BOSWELL’S LIFE OF JOHNSON

This is a book I have been meaning to read for some time. It’s one of those books one ought to read. So, I’ve read it. Alright, most of it. I had to give up. And I feel terribly guilty. How charming is this, from the Preface, obviously written by a much better person than me:

Loyal Johnsonians may look upon such a book (the abridged ‘Life’) with a measure of scorn. I could not have made it, had I not believed that it would be the means of drawing new readers to Boswell, and eventually of finding for them in the complete work what many have already found – days and years of growing enlightenment and happy companionship, and an innocent refuge from the cares and perturbations of life. (Princeton, June 28, 1917)

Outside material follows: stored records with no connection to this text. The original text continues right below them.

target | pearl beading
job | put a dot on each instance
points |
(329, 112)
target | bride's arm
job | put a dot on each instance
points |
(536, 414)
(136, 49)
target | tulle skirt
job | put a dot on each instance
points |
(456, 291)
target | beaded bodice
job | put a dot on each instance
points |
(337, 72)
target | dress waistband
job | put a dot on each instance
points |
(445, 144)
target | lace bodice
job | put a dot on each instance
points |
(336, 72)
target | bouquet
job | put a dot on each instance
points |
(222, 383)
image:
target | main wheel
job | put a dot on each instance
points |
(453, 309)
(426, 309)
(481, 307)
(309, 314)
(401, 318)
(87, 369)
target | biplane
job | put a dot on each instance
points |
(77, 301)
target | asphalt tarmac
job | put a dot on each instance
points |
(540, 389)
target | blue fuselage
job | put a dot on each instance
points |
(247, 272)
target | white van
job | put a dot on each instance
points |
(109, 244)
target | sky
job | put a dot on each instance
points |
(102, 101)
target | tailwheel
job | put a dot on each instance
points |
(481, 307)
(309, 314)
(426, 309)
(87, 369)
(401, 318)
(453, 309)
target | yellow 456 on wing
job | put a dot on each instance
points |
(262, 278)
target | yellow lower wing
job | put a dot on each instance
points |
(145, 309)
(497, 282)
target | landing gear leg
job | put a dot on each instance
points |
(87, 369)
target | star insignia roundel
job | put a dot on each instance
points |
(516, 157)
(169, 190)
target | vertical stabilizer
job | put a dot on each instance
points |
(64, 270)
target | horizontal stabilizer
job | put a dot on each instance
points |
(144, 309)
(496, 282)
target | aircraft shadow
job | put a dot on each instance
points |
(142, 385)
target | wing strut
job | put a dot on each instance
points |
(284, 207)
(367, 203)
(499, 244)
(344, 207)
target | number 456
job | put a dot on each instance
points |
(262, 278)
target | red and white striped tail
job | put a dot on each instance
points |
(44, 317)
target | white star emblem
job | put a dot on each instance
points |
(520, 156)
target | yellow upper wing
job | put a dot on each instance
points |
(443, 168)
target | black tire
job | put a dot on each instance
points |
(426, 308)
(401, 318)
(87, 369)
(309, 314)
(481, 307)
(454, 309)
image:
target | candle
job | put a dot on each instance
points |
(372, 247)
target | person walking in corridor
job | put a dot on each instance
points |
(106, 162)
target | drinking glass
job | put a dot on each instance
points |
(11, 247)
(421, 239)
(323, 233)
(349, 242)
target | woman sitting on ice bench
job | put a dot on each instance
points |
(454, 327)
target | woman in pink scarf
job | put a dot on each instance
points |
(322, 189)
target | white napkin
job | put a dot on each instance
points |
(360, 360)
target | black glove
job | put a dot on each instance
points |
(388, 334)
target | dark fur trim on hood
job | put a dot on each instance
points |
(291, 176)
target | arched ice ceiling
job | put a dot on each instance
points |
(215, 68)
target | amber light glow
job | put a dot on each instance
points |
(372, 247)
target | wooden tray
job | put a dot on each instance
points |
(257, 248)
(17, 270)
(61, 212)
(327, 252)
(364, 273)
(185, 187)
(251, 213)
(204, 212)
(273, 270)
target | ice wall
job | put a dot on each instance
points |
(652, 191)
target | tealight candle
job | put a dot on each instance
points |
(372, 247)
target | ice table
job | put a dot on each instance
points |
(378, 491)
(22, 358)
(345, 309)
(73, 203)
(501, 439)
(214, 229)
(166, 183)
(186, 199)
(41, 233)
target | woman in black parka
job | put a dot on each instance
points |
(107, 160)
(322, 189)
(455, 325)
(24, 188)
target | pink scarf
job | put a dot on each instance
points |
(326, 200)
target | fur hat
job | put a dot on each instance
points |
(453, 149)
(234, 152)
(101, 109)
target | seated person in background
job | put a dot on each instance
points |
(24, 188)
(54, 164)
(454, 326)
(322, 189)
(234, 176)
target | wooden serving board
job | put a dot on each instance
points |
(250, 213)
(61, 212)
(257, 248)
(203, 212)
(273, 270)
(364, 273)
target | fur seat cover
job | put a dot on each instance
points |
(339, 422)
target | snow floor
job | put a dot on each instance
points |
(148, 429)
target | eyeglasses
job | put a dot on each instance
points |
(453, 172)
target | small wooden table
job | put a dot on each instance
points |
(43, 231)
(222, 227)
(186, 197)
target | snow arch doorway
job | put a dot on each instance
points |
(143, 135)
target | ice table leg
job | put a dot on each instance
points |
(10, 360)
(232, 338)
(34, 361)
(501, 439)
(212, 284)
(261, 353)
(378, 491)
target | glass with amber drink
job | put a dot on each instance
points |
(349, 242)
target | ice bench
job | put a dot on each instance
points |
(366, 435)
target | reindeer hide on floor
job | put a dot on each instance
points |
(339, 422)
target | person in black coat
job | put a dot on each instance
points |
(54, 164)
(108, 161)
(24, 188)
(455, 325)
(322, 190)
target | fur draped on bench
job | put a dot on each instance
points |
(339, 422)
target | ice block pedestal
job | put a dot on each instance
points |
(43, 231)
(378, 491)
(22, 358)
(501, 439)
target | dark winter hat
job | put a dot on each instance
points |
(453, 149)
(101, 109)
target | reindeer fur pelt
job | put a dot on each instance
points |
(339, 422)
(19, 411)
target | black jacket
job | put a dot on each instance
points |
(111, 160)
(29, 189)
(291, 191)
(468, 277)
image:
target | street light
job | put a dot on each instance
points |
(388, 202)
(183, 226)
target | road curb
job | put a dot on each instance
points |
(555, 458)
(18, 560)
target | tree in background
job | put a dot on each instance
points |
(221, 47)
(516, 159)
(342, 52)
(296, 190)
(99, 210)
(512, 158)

Dr Johnson’s fame rests primarily on the fact that he wrote the first English dictionary. In other countries this was apparently the work of entire institutes, not just one man, so this is no small achievement. Dr Johnson was apparently a great conversationalist, and was much admired across eighteenth century London. And by nobody was he more admired than Boswell, who set himself, after every night out, to recall Johnson’s words and set them down. On the one hand, I found this a bit bizarre and stalkerish. On the other, there’s something touching, and not at all contemporary, about so unashamedly and entirely admiring someone. So we learn a lot about Johnson’s opinions. Here’s one I really feel:

When I was running about this town a very poor fellow, I was a great arguer for the advantages of poverty; but I was, at the same time, very sorry to be poor. Sir, all the arguments which are brought to represent poverty as no evil, shew it to be evidently a great evil. You never find people labouring to convince you that you may live very happily upon a plentiful fortune.

Or:

Johnson, upon all occasions, expressed his approbation of enforcing instruction by means of the rod. ‘I would rather (said he) have the rod to be the general terror to all, to make them learn, than tell a child, if you do thus, or thus, you will be more esteemed than your brothers or sisters. The rod produces an effect which terminates in itself. A child is afraid of being whipped, and gets his task, and there’s an end on’t; whereas, by exciting emulation and comparisons of superiority, you lay the foundation of lasting mischief; you make brothers and sisters hate each other.

I got a good way through the book, but eventually I got bored and had to give up. There were large sections that seemed obscure and eighteenth century, and I constantly felt like I was missing the point. Also, it had no shape. Like real life, it had no plot, no structure or meaning, and I don’t read books to spend more time in real life, but less.